Integrantes do conselho do Corinthians e sócios protocolaram no Conselho Deliberativo do clube um pedido de impeachment contra o presidente Osmar Stábile. A ação sustenta violações ao Estatuto ao tratar da regularização de débitos com a União. A informação foi divulgada pelo ge.
O documento protocolado aponta decisões da gestão que justificariam o afastamento. A peça central envolve um acordo com a Procuradoria-Geral da Fazenda Nacional, visando quitar débito com a União.
A paralisação do acordo teria incluído o Parque São Jorge como garantia na negociação com a PGFN. O pedido descreve falhas na aplicação de regras estatutárias nesse processo. Também há detalhamento sobre o montante da dívida.
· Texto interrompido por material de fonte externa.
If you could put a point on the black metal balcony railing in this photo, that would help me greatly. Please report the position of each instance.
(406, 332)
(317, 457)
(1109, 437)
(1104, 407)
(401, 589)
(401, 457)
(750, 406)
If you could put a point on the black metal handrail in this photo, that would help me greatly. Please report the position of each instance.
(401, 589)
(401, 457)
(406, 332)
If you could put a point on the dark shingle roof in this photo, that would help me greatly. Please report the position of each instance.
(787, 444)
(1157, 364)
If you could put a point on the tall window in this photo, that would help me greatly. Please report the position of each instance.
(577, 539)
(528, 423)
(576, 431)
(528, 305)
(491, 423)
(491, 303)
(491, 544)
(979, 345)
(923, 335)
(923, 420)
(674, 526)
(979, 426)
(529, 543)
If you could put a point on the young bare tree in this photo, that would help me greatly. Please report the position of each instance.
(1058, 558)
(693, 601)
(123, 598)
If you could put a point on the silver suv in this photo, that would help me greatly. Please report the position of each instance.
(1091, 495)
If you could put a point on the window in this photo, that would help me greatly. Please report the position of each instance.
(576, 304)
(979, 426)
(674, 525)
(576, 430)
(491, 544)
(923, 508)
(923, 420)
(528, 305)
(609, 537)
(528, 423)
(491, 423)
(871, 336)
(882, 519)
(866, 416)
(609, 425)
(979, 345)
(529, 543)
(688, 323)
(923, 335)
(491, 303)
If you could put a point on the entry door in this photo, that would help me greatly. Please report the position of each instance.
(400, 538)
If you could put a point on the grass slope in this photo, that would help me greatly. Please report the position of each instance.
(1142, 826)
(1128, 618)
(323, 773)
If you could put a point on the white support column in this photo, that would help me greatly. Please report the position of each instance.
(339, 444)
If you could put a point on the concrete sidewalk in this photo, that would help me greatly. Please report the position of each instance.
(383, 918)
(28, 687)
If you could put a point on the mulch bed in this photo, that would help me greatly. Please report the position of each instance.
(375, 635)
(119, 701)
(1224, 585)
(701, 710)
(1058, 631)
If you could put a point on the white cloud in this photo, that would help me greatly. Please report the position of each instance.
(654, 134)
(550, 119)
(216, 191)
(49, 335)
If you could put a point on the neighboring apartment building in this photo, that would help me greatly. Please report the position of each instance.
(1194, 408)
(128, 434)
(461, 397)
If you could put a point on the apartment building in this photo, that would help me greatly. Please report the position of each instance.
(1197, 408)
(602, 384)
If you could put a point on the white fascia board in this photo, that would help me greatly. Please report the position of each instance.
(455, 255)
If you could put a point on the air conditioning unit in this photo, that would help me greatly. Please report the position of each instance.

Detalhes do acordo com a PGFN
Segundo o texto, o acordo prevê 20 prestações mensais para débitos não previdenciários e 60 para os previdenciários, com projeção de quitação em até 10 anos.
Os débitos não previdenciários somam cerca de R$ 1 bilhão, os previdenciários R$ 200 milhões e R$ 15 milhões referem-se ao FGTS. Com descontos, o valor final ficaria em torno de R$ 679 milhões.